FortniteThe current season is about to end, ending on February 20. That means players have a few more weeks to complete the challenges of the game for which they receive cosmetic and other rewards. I don't want a new robbery, but I can't stop the challenges.
Fortnite challenges are the functions of the game you perform to find specific icons, skins, sprays, banners, and loading screens. They are packaged with obscure themes called on the go, which to me only concerns that they distribute to too many menus so they can track. Next to each mission is a percentage, which shows how close you are to completing it. Some challenges open other challenges. Some have more stages, while others are improving – they do more damage, or get more XP. While some of the challenges include chores, such as thanking the bus driver or chewing gum, others involve deliberate action and sometimes such as dancing in certain areas of the map or playing certain game modes. There are new challenges every week, as well as daily challenges, which means whenever I log in Fortnite I have been greeted with so many more ways to experience something.
I don't care about any of these things. I don't want or need any other icons, skins, shoots, banners, and screens. I've played enough Fortnite this season to unlock all the rewards in the Battle Pass of the game, so I just swim in a quest that I'm not using. I love what I have and I'm attached to what I use.
I've never had mine dog back bling, because it is a dog, so there is no reason for me to digest the challenges of the Alter Ego mission to change the style of football in a pool I don't wear.
I'm usually too busy looking at my phone or rushing to shower to really enjoy the luggage screens I've received, so I don't have to walk around to find something new.

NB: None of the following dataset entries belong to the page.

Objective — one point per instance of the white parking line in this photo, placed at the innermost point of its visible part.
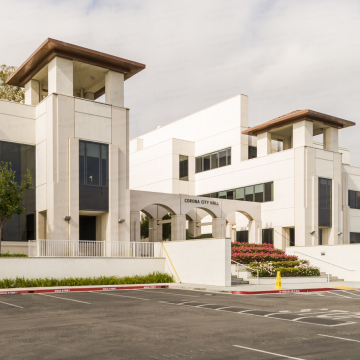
(334, 293)
(11, 304)
(335, 337)
(131, 297)
(158, 291)
(268, 352)
(57, 297)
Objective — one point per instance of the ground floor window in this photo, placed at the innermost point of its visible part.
(242, 236)
(268, 236)
(354, 238)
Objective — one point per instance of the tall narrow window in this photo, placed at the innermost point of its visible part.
(184, 167)
(252, 152)
(198, 164)
(325, 202)
(259, 193)
(249, 193)
(268, 236)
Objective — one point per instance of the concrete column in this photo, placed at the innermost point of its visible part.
(194, 229)
(178, 227)
(287, 143)
(89, 96)
(60, 76)
(135, 234)
(114, 88)
(331, 139)
(32, 92)
(155, 230)
(255, 232)
(263, 144)
(219, 228)
(303, 134)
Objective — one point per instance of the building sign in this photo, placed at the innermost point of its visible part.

I've never used a spray and I don't think I will ever do it, so I don't need to "put the top 15 in Duos or squads with a friend," a challenge I can't even finish without asking a friend to play. Fortnite.
But I still do these things. I try to get into those rings. I'm considering accepting 30 requests for a random friend in hopes of bringing the group together. Fortnite give me a to-do list, and I'm damned if I'm going to leave you in the wrong.
I no longer enjoy the challenges. I've been playing a lot of Team Rumble games lately, a mode I'm sure is the only one that will create challenges. In Team Rumble, two large teams race to get the 100 removed, which gives me the lack of quality I need to run on the map to dance on different covered bridges. Yesterday I played a game after Team Rumble so I could get to the required spots; after arriving I spent most of the pool games trying to catch the other two weapons I needed to complete the XP-paying challenge I didn't need. When I lost track of Team Rumble, I switched to search and destroy mode for a limited time. It's a fun way to play, but I'm really good at finding weapons in in-game mechanics between rounds — only 14 of the 50 weapons I have to go before I open up to the third phase of the challenge, which will involve using more weapons to acquire more weapons, all of which will get me more XP I don't need because I've already finished my battlefield.
Challenges are not what make me sad; they make me understand. Last night I brought down an enemy and went in for a kill before remembering that I had the challenge of hurting a despondent player by dropping something. Wearing Enemies is a new chapter for Chapter 2, but I'm not doing it much; it sounds like a family-friendly type of teabagging, and I hate when players do it to me. But I quickly picked up that enemy until I found that the rock was high enough to pull it off, all in pursuit of the skin I knew I could never wear.
Most players are looking for rewards for these challenges, but I can't stand the fact that I haven't done anything. I want to empty those boxes and see the filling of machines go up. I know this is unrealistic and I shouldn't stress it, but I can't help it. Sometimes, after being very angry when I was taken away before visiting the three signs I need to challenge, I will challenge myself and jump into a new game, just wanting to have fun. But then I will get a pop-up that completes the stage with a challenge that I have forgotten I don't know, and before I knew it I was researching mission menus, to-do lists, and consultation guides. For me, the true satisfaction of completing a challenge is not a reward; a brief release from the shocking stress of knowing that something is working—many activities-It's about to finish.
In a recent attempt to introduce some of these cosmetics I have reluctantly, reluctantly turned around, changed my skin into a woman who climbs gears. I like coming up, so I was pleased to see that I was going around this skin. I thought I got it by completing the challenge to climb the highest level in the game, but some grinding revealed that the challenge up the hill was actually a variation on the skin, which I would only get if I climbed the mountain. while wearing a climbing dress. Diversity is not a shiny affair, and I have already climbed the wrongly-placed mountain, but now that I know the difference, the lead is my next goal Fortnite a game. I won't wear leather – I want to see pop-ups tell me I got it. I can't wait FortniteThe upcoming season will set me free from the hell of my composing, but the new season will bring new strain to depression.